The National Congress of Argentina (‘Congress’) announced, on 6 December 2018, that it had passed a bill approving Argentina’s accession to the Convention for the Protection of Individuals with Regard to Automatic Processing of Personal Data (‘Convention 108’) and its amending Protocol, with 135 votes in favour, three against and 47 abstentions.
Diego Fernández, Partner at Marval, O’Farrell & Mairal, told DataGuidance, “Argentina’s accession to Convention 108 demonstrates its willingness to be at the forefront of privacy and data protection. It also puts Argentina at the same level as EU Member States and even some Latin American countries, such as Mexico and Uruguay. Argentina has [adequacy] status based on the Data Protection Directive (Directive 95/46/EC), however, it is uncertain if such status would still stand if analysed under the General Data Protection Regulation (Regulation (EU) 2016/679) (‘GDPR’). This is one of the reasons why Argentina is aiming to pass a new law in line with GDPR provisions (‘the Bill’). In the meantime, adhering to Convention 108 is a good first step in that direction and as a practical consequence, [it] should help the Bill pass more smoothly through Congress.”
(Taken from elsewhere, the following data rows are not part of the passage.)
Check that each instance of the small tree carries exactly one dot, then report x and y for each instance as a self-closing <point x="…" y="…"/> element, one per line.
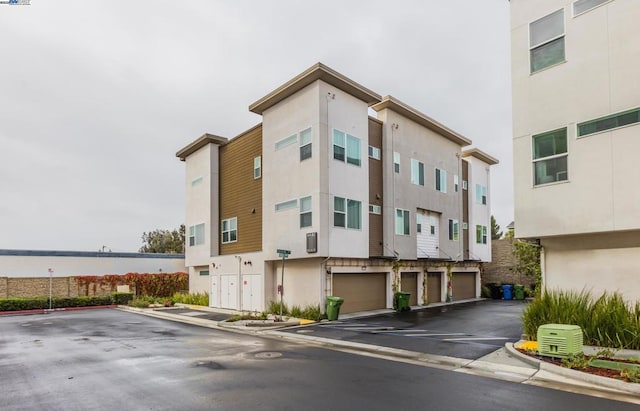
<point x="527" y="256"/>
<point x="496" y="234"/>
<point x="164" y="241"/>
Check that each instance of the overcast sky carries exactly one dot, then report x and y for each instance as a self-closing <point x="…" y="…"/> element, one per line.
<point x="96" y="97"/>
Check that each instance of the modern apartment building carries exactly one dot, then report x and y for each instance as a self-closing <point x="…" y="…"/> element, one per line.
<point x="366" y="206"/>
<point x="576" y="128"/>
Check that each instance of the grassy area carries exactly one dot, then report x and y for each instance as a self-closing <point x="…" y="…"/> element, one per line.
<point x="607" y="321"/>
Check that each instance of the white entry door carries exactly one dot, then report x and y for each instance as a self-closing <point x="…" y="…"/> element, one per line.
<point x="214" y="296"/>
<point x="252" y="292"/>
<point x="229" y="291"/>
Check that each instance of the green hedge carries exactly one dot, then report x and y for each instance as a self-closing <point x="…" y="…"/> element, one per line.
<point x="35" y="303"/>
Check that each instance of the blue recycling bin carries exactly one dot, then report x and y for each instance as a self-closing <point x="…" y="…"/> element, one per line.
<point x="506" y="292"/>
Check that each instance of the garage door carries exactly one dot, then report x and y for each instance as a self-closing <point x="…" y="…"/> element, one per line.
<point x="361" y="292"/>
<point x="409" y="284"/>
<point x="464" y="286"/>
<point x="434" y="287"/>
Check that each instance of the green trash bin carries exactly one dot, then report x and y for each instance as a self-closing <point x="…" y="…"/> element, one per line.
<point x="333" y="307"/>
<point x="402" y="301"/>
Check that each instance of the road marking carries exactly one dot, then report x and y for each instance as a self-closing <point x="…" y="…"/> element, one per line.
<point x="475" y="338"/>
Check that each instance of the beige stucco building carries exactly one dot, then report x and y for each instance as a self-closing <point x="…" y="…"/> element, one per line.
<point x="576" y="117"/>
<point x="365" y="205"/>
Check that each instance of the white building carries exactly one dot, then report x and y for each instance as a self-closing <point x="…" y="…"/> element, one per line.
<point x="576" y="111"/>
<point x="366" y="206"/>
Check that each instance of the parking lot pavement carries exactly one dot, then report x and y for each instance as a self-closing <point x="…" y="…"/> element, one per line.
<point x="469" y="331"/>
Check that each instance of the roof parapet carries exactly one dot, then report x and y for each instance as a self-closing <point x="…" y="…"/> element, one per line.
<point x="392" y="103"/>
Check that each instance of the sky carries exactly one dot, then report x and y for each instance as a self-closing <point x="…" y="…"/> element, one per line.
<point x="96" y="96"/>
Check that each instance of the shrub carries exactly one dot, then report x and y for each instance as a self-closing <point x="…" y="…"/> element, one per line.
<point x="195" y="299"/>
<point x="606" y="322"/>
<point x="121" y="298"/>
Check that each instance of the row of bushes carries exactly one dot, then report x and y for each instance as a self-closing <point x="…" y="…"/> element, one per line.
<point x="607" y="321"/>
<point x="39" y="303"/>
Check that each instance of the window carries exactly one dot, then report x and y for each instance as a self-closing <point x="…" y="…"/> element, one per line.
<point x="546" y="41"/>
<point x="286" y="142"/>
<point x="454" y="230"/>
<point x="441" y="180"/>
<point x="374" y="152"/>
<point x="481" y="234"/>
<point x="550" y="157"/>
<point x="196" y="234"/>
<point x="305" y="144"/>
<point x="481" y="194"/>
<point x="286" y="205"/>
<point x="257" y="167"/>
<point x="196" y="181"/>
<point x="230" y="230"/>
<point x="581" y="6"/>
<point x="353" y="150"/>
<point x="402" y="222"/>
<point x="347" y="213"/>
<point x="338" y="145"/>
<point x="609" y="122"/>
<point x="417" y="172"/>
<point x="305" y="212"/>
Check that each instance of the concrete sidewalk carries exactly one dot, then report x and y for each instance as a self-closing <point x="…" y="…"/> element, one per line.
<point x="505" y="363"/>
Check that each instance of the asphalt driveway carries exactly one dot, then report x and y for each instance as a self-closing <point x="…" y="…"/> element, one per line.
<point x="468" y="330"/>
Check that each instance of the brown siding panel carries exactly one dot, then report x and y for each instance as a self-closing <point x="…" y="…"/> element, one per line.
<point x="375" y="190"/>
<point x="240" y="193"/>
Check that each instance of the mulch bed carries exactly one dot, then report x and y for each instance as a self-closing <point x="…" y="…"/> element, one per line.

There is a trend in Latin America to either introduce legislation in connection with data protection, or modernise existing regulations
The Bill, which was sent to Congress for consideration on 20 September 2018, seeks to introduce new provisions on data breach notification, Privacy by Design and Default, processing of data by third parties, Data Protection Impact Assessments, and a requirement for the appointment of a data protection officer.
Fernández concluded, “This is a time in which most nations are strengthening their data protection regulations, and making a careful and balanced analysis in connection with access to personal data by security forces based primarily on national security concerns. There is a trend in Latin America to either introduce legislation in connection with data protection, or modernise existing regulations. In most cases, if not all, countries in the region have been inspired by EU legislation. Furthermore, many Latin American data protection authorities have approved the Ibero-American Data Protection Standards, which also provide for some regulatory uniformity and which generally follow the GDPR provisions.”